Ma, anche qui, manufatti, che richiedevano una particolare esperienza tecnica e speciali istrumenti, o corrispondevano a bisogni non continui della famiglia, facevano luogo, per la progrediente e vantaggiosa divisione del lavoro, ad arti e mestieri speciali, esercitati da distinte categorie di artefici come una distinta attività professionale. E la tradizione, quale che possa essere la sua esattezza cronologica nel riferirsi a un punto preciso del periodo leggendario, accenna all’antichità di questi artefici costituiti finanche in corporazioni[494]. Secondo questi dati della tradizione, non solo si sarebbe avuto ben presto un artigianato di vasai, industria delle più antiche e della quale scoperte non lontane hanno rintracciato in Roma i prodotti entro strati sempre più remoti e con forme sempre più rudimentali, accennanti alle suppellettili delle terremare[495], ma tante altre categorie di artefici intenti al lavoro del legno, del cuoio, della tintura de’ tessuti, del bronzo e perfino dell’oro. Lo stesso frequente stato di guerra, che spesso costringeva il piccolo stato come in un cerchio di ferro, l’obbligava a sviluppare entro i propri confini la produzione di tutto il necessario, acclimatando e rendendo indigena anche quella prima importata o presa a prestito da popoli più progrediti[496].

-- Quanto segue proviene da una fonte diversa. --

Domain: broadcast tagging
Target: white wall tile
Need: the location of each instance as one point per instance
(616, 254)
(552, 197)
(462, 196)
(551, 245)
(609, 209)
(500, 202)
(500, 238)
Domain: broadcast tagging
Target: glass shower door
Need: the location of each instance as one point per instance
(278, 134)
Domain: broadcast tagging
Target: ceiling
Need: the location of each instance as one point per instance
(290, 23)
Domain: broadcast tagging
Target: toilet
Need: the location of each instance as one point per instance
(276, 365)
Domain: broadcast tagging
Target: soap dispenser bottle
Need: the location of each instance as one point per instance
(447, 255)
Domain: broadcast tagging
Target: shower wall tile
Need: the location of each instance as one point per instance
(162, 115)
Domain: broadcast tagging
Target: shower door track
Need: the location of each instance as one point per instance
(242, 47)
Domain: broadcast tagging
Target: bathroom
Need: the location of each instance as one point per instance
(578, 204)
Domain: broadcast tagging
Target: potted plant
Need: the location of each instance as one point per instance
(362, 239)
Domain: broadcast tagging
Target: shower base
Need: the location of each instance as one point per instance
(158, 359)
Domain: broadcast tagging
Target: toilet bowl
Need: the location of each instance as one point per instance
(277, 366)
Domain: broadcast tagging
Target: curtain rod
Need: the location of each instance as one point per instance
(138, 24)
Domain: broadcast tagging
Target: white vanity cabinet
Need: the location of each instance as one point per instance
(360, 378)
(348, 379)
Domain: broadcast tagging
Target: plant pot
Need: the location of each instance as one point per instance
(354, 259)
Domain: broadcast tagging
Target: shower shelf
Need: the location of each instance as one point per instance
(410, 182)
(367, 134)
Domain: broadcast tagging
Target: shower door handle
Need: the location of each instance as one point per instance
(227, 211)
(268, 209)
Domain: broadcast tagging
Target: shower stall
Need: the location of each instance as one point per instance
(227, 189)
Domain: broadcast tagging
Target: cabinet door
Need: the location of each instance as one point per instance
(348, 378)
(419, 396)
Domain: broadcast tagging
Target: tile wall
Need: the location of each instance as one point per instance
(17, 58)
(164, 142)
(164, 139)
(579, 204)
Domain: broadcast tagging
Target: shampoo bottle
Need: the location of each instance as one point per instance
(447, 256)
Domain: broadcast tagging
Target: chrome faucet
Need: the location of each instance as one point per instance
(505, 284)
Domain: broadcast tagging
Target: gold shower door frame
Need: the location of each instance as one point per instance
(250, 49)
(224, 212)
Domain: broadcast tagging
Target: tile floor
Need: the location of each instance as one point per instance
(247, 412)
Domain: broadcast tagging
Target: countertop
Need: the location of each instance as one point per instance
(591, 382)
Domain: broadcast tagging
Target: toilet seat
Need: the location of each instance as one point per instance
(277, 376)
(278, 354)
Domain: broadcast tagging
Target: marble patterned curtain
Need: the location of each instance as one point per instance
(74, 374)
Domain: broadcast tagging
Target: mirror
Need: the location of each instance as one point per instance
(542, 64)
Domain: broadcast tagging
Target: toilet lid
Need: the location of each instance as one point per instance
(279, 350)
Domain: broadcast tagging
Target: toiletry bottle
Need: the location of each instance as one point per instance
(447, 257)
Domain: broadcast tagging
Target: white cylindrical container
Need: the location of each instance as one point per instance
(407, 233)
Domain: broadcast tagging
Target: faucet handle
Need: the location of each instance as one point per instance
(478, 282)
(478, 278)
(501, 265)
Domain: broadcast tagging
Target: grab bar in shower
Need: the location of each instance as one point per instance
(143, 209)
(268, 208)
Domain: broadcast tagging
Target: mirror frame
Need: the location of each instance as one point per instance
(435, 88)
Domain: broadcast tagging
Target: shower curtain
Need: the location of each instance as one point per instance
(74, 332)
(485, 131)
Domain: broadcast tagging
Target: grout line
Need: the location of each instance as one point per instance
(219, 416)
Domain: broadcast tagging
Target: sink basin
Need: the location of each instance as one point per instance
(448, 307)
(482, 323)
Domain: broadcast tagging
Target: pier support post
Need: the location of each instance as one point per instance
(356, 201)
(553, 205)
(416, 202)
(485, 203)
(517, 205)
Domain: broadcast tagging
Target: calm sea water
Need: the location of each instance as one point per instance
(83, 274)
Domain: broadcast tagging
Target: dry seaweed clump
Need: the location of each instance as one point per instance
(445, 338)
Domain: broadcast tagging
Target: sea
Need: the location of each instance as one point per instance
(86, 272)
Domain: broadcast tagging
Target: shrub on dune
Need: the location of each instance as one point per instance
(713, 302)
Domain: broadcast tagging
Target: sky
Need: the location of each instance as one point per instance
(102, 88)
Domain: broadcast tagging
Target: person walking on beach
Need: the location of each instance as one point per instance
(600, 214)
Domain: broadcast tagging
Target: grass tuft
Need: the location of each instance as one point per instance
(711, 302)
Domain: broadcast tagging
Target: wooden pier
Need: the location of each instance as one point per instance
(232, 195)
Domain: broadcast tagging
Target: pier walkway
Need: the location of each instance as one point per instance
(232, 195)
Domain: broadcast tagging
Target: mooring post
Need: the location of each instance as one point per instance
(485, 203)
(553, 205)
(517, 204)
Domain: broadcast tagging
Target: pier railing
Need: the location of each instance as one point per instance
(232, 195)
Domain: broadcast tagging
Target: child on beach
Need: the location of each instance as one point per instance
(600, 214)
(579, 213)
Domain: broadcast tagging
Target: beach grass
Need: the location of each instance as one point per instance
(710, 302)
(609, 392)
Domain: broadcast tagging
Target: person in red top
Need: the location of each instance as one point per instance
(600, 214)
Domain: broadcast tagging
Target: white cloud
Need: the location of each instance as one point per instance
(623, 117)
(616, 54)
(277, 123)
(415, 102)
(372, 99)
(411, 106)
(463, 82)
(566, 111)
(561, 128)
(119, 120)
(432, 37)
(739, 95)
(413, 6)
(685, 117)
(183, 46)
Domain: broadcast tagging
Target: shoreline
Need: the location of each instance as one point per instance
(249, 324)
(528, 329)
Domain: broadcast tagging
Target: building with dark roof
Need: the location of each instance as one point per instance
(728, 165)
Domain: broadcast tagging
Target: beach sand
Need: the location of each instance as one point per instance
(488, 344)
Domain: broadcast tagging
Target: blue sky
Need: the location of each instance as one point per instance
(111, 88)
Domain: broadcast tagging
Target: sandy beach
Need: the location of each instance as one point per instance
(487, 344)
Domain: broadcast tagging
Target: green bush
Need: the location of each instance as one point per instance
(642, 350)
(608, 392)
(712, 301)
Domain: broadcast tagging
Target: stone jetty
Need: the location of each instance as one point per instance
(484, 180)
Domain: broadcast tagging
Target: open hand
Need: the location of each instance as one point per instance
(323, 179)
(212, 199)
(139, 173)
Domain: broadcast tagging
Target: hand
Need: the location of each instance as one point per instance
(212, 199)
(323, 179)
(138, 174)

Ora questi mestieri, quando, appresso, assunsero più larghe proporzioni sino a prendere l’aspetto di una manifattura o di un’industria, poterono giovarsi e si giovarono della cooperazione di schiavi; ma in questi tempi più antichi, in cui l’esercizio del mestiere era limitato ed individualmente disimpegnato, difficilmente potevano essere esercitati da schiavi, privi di ogni autonomia e che avrebbero solo potuto esercitarli sotto la direzione o, come cominciò ad avvenire più tardi, in rappresentanza del padrone. L’esercizio di codesti e degli altri mestieri, che venivano sempre più sorgendo col crescere de’ bisogni e con la corrispondente divisione del lavoro, dovea costituire, insieme, una prerogativa e un mezzo di vita degli stranieri che venivano a dimorare a Roma, della plebe urbana e, in genere, di tutti quelli che, per una via o per un’altra, direttamente o indirettamente, non partecipavano alla produzione agricola e al godimento della terra. I cognomi di alcune famiglie, che accennano evidentemente a utensili, ad arti e a mestieri, se possono avere avuta origine da un patronato verso corporazioni di artefici, possono fors’anche meglio derivarsi dalla tradizione di un diretto esercizio di arti manuali in famiglie libere, a grado a grado salite poi a condizione più elevata e a maggiore importanza sociale[497].